The primary goal of this modeling is to test ArchiMate as a standard for documenting a system in the context of a pre-project opportunity study and/or as reference documentation during or after project execution, including the deployment.
The model presented is intentionally detailed and designed as a single, multi-layered representation to identify the most relevant layers for documenting complex systems. This exercise aims to validate ArchiMate’s flexibility and rigor in supporting a unique, non-redundant, and comprehensive standardized technical documentation process throughout the software lifecycle, from vision to build and run.
While this approach intentionally goes beyond the initial scope of ArchiMate, it demonstrates the potential to extend the standard's use to cover the entire lifecycle of a solution, from design through implementation, deployment, and operations. By doing so, it maintains strong connections and coherence with the original vision and intent that underpin the change project, ensuring continuity between the strategic objectives and the technical execution.
This ArchiMate model is based on a representative case designed to illustrate the final state of the system, which serves as the reference documentation. It does not include the various phases of the project due to time constraints but focuses on delivering a consolidated detailed view of the architecture once the project is completed. The model highlights the most pertinent architectural layers to be used as reference documentation.
The issue that prompted the intention to carry out this modeling is the difficulty in clearly positioning the integration of standard market software frameworks within business applications between the application and technology layers.

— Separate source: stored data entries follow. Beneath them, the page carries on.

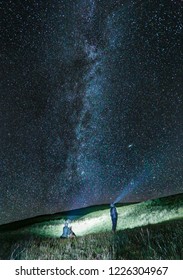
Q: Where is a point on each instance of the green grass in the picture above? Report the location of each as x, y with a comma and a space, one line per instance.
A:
148, 230
162, 241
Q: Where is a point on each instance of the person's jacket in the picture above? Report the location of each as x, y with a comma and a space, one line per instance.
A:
113, 213
66, 231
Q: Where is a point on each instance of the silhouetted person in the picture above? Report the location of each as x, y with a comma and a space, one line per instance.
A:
67, 231
114, 217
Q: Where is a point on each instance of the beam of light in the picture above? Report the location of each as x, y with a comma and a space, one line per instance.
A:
131, 186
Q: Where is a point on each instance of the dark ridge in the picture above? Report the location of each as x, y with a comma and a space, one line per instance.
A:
82, 212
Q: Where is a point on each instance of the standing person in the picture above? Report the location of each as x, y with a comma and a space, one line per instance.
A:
114, 217
66, 230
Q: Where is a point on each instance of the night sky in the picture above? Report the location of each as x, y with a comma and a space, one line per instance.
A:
91, 107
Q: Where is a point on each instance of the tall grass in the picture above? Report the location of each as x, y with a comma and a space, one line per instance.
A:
161, 241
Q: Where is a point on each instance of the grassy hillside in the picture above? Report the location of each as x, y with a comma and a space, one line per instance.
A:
147, 230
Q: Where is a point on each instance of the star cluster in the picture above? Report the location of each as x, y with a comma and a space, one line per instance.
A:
91, 101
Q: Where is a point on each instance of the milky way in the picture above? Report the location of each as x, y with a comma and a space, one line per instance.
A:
91, 104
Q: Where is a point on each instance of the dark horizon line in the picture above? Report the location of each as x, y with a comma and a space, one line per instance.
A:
75, 212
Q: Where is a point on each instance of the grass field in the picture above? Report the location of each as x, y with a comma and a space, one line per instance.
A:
147, 230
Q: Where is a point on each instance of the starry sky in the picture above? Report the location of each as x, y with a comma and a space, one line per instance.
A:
91, 107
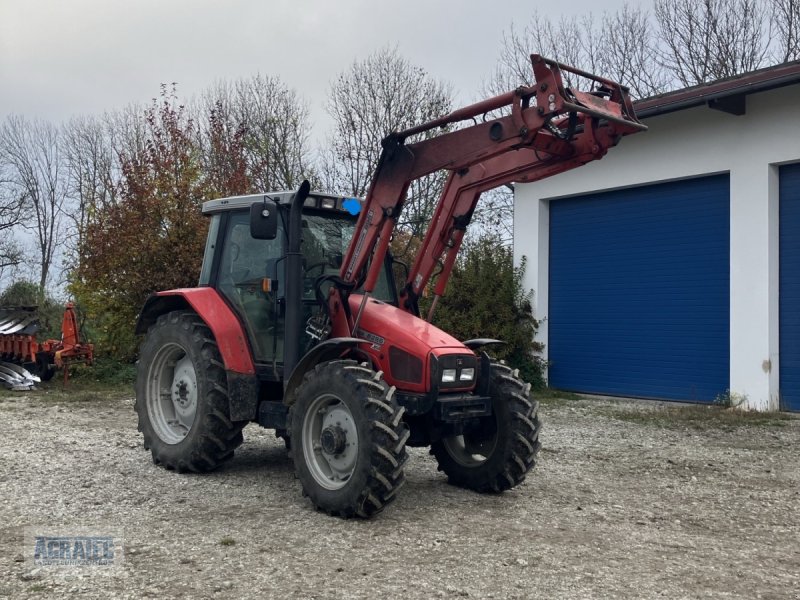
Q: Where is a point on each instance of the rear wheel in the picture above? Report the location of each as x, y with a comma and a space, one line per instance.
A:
496, 453
182, 396
348, 439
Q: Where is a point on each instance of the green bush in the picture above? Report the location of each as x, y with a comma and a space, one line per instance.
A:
485, 298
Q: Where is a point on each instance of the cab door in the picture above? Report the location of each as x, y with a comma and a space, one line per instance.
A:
250, 277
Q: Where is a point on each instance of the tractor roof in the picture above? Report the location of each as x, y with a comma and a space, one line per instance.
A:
285, 197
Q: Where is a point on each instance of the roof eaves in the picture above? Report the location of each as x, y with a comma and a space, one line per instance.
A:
699, 95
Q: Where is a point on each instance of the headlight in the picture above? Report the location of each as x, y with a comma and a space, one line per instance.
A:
467, 374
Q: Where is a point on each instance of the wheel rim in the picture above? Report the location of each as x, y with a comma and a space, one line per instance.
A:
330, 441
172, 394
473, 448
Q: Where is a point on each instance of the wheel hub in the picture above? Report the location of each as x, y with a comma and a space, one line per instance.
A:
330, 441
333, 440
172, 393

The initial models placed the use of these frameworks in the technology layer. However, this led to inconsistencies when functionalities or data objects were directly used by application functions. It also became apparent that these uses pertained to software architecture during the build phase of the solution, whereas the key elements of the technology layer were more aligned with system architecture during deployment and operations.
The imagined case is deliberately simple in terms of the business requirements to be met. It involves the automatic execution of an application process/function from a scheduler integrated into an application. The application function extracts data from Process Mining and conducts an analysis to derive relevant indicators. The user can access these indicators in dashboards and lists to facilitate a process review session. It is driven by a single Business Requirement to illustrate the possible links with the motivations that led to this intention.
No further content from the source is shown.